Le poesie di Kadye Molodowsky (1894-1975), Kadia in Israele, sono state tradotte in ebraico dai miglior poeti dell’epoca come Shlonski, Alterman e Goldberg e tutti avevano l’impressione che fossero state scritte originariamente in ebraico. E invece la grande poetessa yiddishista, non abbandonò mai la sua lingua, non si adattò alla condizione di sradicata in Israele e divenne parte della realtà ebraica di New York.
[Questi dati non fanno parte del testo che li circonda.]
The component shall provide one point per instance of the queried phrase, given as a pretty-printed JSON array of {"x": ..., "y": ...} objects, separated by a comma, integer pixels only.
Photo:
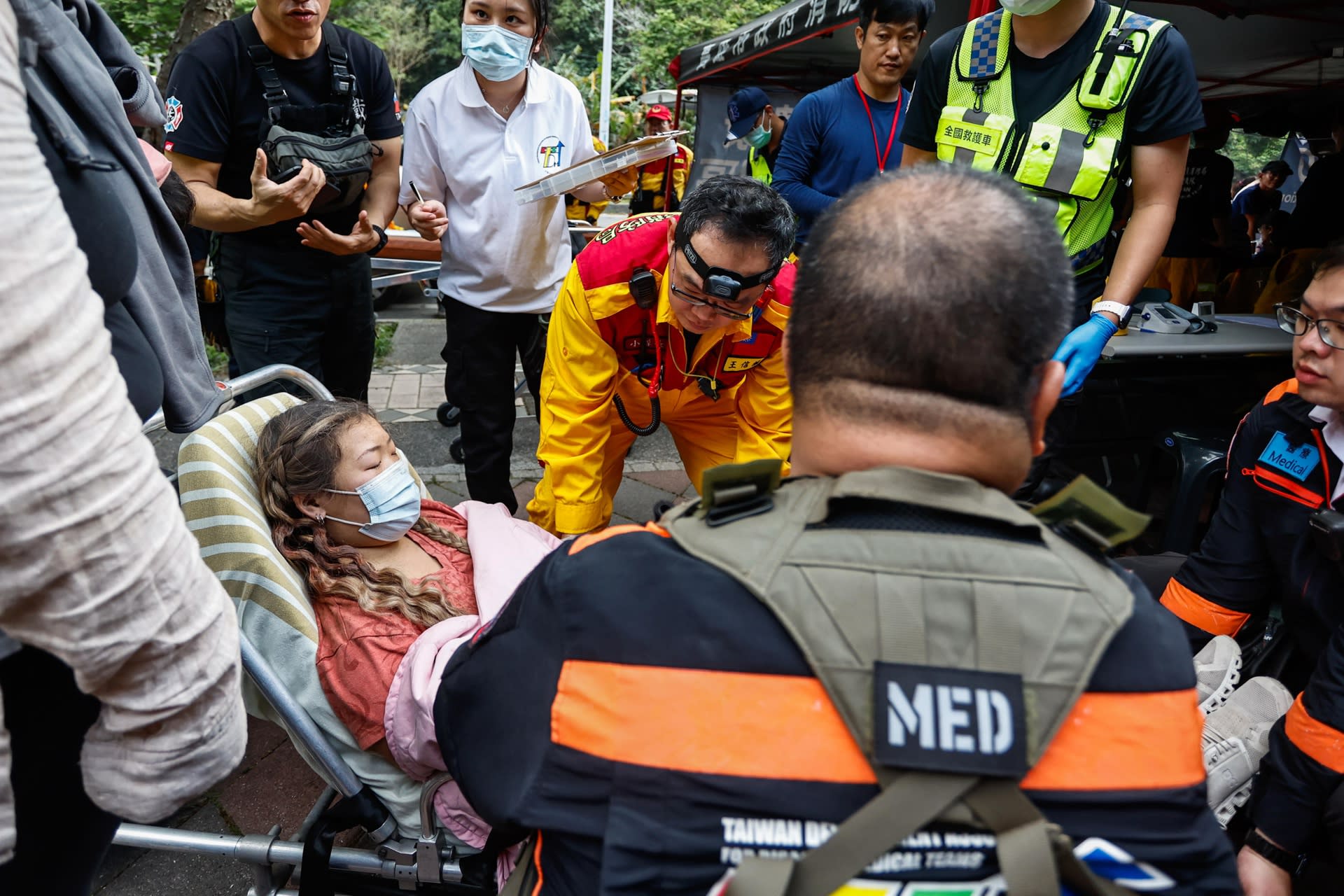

Kadye è stata una donna del suo tempo, coinvolta nel campo educativo, difensore dell’identità femminile, attivista politica e ha vinto diversi premi tra cui il premio Itsik Manger, 1971. Tra poco uscirà in Italia un volume con le sue liriche tradotte in italiano, “Sono una vagabonda”, a cura di Alessandra Cambatzu e Sigrid Shon.
Il cielo si sta già levando.
Il cielo si sta già facendo azzurro, i galli stanno già cantando,
Il mio letto è un fiore bianco e blu e io sono sopra,
Come la rugiada appena caduta.
Il respiro è ancora caldo,
il corpo ancora stanco,
un pezzetto del mio ultimo sogno sta ancora fluttuando,
tolgo dalle labbra il calore della notte,
una preghiera pura mi ha portato il giorno.
Traduzione dallo yiddish di Alessandra Cambatzu.